The researchers found that the constitutional provisions were not realizing outcomes in ATI litigation in these states all that different from outcomes that might be reached under the states' statutory expressions of ATI. Rather than concluding that the constitutional provisions are inconsequential, however, Terkovich and Frank concluded from the evidence that constitutional ATI is under-used as a source of law to bolster access advocacy.
Their reasoning resonates with me. When I was a newly hatched academic in the 1990s, I was enchanted by an examination copy of a casebook on state constitutional law. (Lexis and West have current offerings.) I was never able to swing the course offering, but the subject informed my teaching and research. Accordingly, I've always encouraged students to consider state constitutional approaches to legal problems.
Often, state high courts recite by rote the default position that they interpret state constitutional rights as merely co-extensive with federal rights; the pairings are construed in pari materia.

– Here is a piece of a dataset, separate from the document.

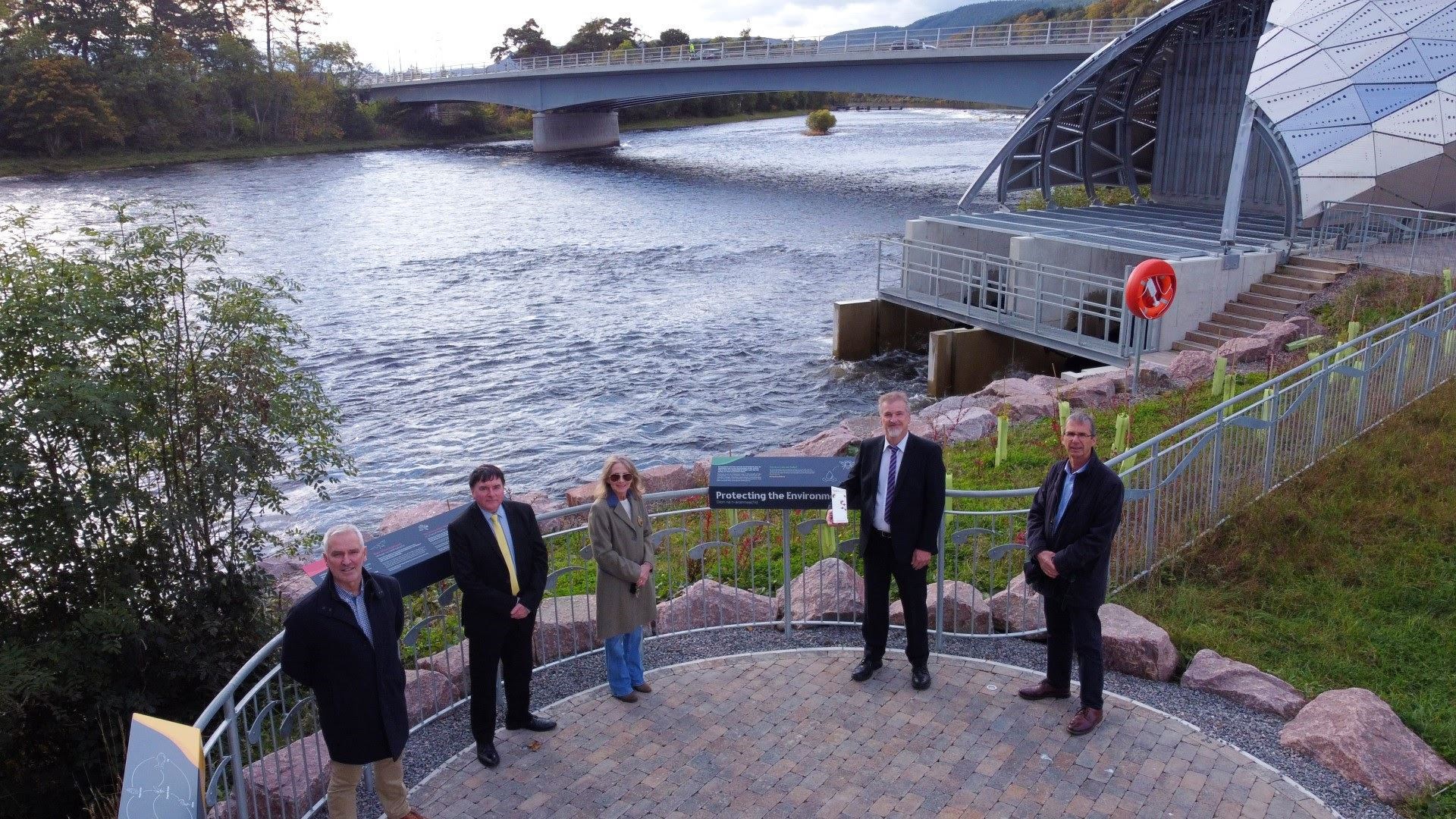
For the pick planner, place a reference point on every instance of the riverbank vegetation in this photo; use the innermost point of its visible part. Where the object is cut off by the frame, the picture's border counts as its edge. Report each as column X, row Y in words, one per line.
column 152, row 411
column 1329, row 585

The proposition that the free-press-and-speech provision of Article XVI of the Massachusetts Declaration of Rights is co-extensive with the First Amendment to the U.S. Constitution was reiterated recently in the scrap over a Boston flagpole now bound for the U.S. Supreme Court.

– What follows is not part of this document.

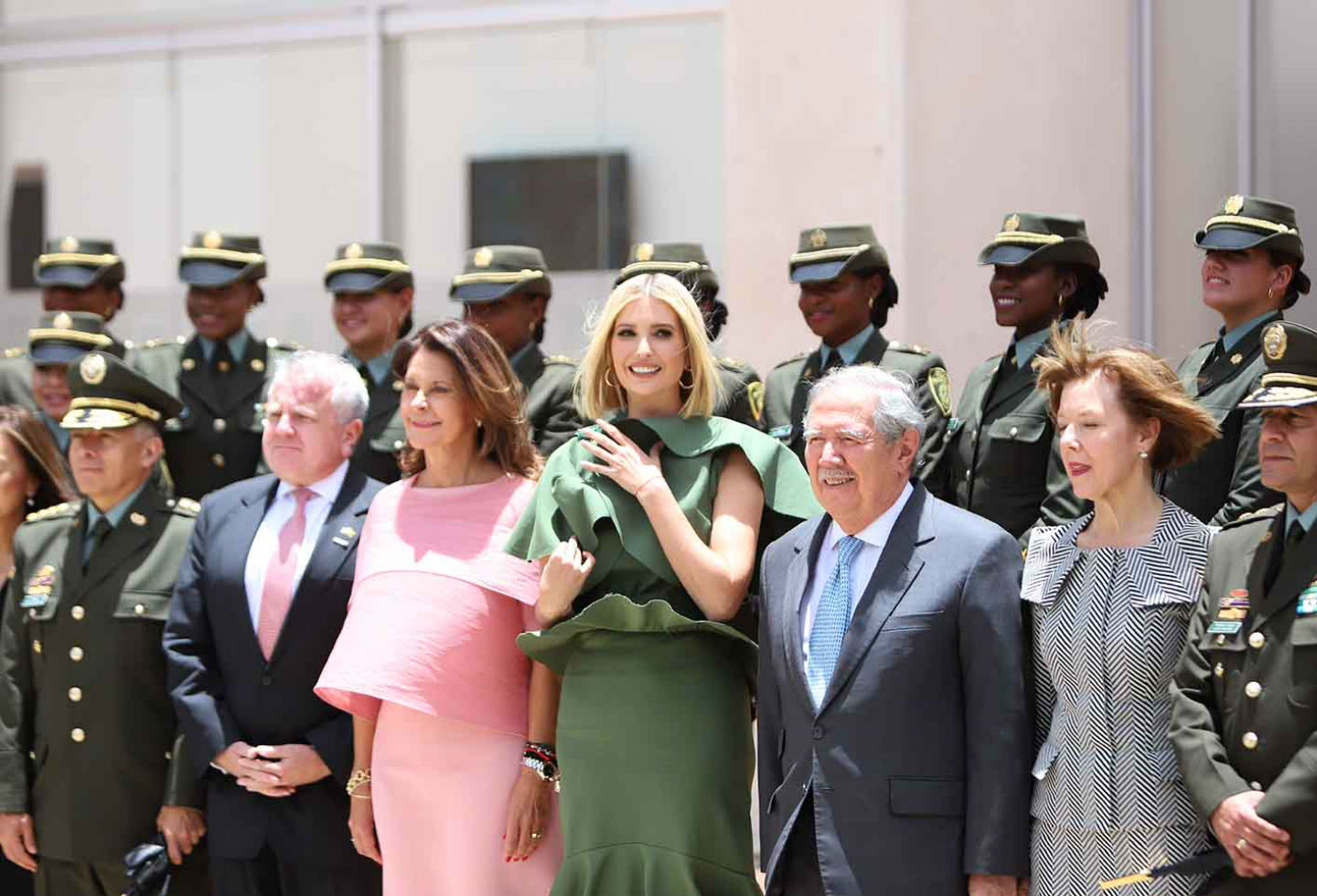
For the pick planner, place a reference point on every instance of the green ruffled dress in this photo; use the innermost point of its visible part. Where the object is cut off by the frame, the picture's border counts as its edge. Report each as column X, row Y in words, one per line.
column 655, row 724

Courts might reflexively choose the easier path, shrugging off the burden of state constitutional interpretation. But they can readily embrace state constitutionalism when it suits their needs. The Supreme Court of Arkansas long construed the 1874 state constitutional guarantee against unreasonable search and seizure in pari materia with the federal Fourth Amendment. Until they didn't. When the U.S. Supreme Court bounced back a state high court disposition as erroneous under the Fourth Amendment, the nonetheless jurisprudentially conservative Arkansas court, in 2002, suddenly discovered distinct meaning in the state constitution to support its earlier conclusion in the defendant's favor.
That result could not have happened if criminal defense lawyer John Wesley Hall had not made the argument. And that possibility, that the state constitution could mark the difference between liberty and imprisonment, was exactly why Hall included the Hail Mary claim despite longstanding precedent on the in pari materia approach, he once told me.
The potential for potency in a state constitutional claim is all the greater when the right at issue is expressed in the state constitution, but not in the federal Constitution, as is the case for ATI. And the potential is not limited to the seven states that Terkovich and Frank analyzed. Just in September, the Vermont Supreme Court extended its ATI law, the Public Records Act (PRA), to shine sunlight on the records of a private contractor responsible for healthcare in state prisons.
Vermont is not on Terkovich and Frank's list of seven. Nevertheless, in Human Rights Defense Center v. Correct Care Solutions LLC, the Vermont Supreme Court relied on exhortative language—previously held unenforceable by private cause of action—dating to 1786 in the state declaration of rights: "That all power being originally inherent in and co[n]sequently derived
from the people, therefore, all officers of government, whether
legislative or executive, are their trustees and servants; and at all
times, in a legal way, accountable to them."
The article is Jessica Terkovich and Aryeh Frank, Constitutionalizing Access: How Courts Weigh State Constitutional Claims in Open-Government Litigation, 3(1) J. Civic Info. 1 (2021).